Oggi, la Great Resignation sta acquisendo un nuovo volto: il Quiet Quitting (o coasting), “l’abbandono silenzioso” come dura opposizione alla “hustle culture”, la quale pone il lavoro a centro esclusivo della propria vita. Sempre più persone sembrano non essere disposte a svolgere straordinari, aderire a progetti extra e assumersi maggiori responsabilità alla luce del nuovo paradigma dominante: svolgere solo lo stretto indispensabile compatibilmente con le ore definite dal contratto. Inoltre, secondo il report “State of the global workplace 2022” di Gallup, in Europa solo il 14% dei dipendenti si sente davvero coinvolto nella propria attività lavorativa. Un dato importante, espressione di quanto spesso manchi un punto di incontro tra progetti di vita o aspirazioni delle persone e un percorso di carriera definito. In tutto questo, i manager sembrano giocare un ruolo fondamentale: secondo un’indagine della Harvard Business Review, il Quiet Quitting sarebbe profondamento legato dalla capacità che i manager hanno di costruire relazioni e rapporti stimolanti ed appaganti con gli impiegati, che non li porti a contare i minuti che li separano dall’uscita dall’ufficio.
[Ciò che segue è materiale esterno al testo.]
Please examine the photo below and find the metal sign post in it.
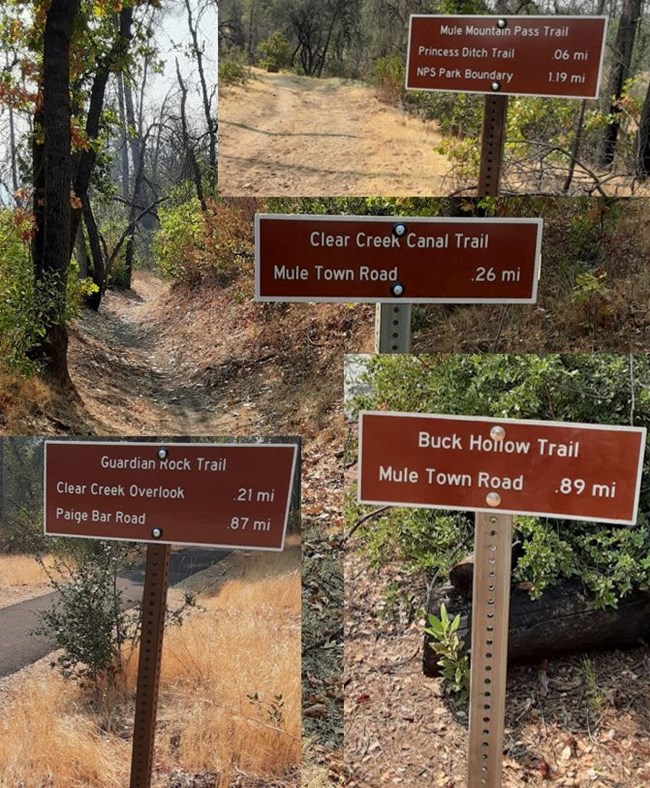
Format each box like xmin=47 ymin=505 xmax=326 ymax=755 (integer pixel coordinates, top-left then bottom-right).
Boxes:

Ad aprire le fila di questo fenomeno sono gli Zoomers, giovani che stanno ponendo in evidenza l’insostenibilità di un sistema che anziché porre al centro la vita e la persona alimenta una cultura basata sulla logica del profitto che scambia tempo per denaro – troppo spesso – in maniera diseguale. Sono loro che, più di altri, rifiutano di lavorare anche il weekend, di fare straordinari (anche se retribuiti) e farsi carico di attività che vadano oltre la propria competenza.
Come arginare il fenomeno? In che modo ridisegnare la purpose aziendale per incontrare i bisogni e le necessità delle nuove generazioni? Come fornire ai manager una formazione adeguata a sostenere ed affrontare questo cambiamento culturale? Di fronte ad una scala delle priorità oramai cambiata, è necessario ripensare il lavoro e l’economia ponendo al centro la persona. Ciò significa alimentare una cultura del senso del lavoro che ne ridisegni il volto e gli obiettivi, promuovendo policy aziendali che favoriscano il benessere organizzativo e garantiscano un equo rapporto tra mansione svolta e salario percepito.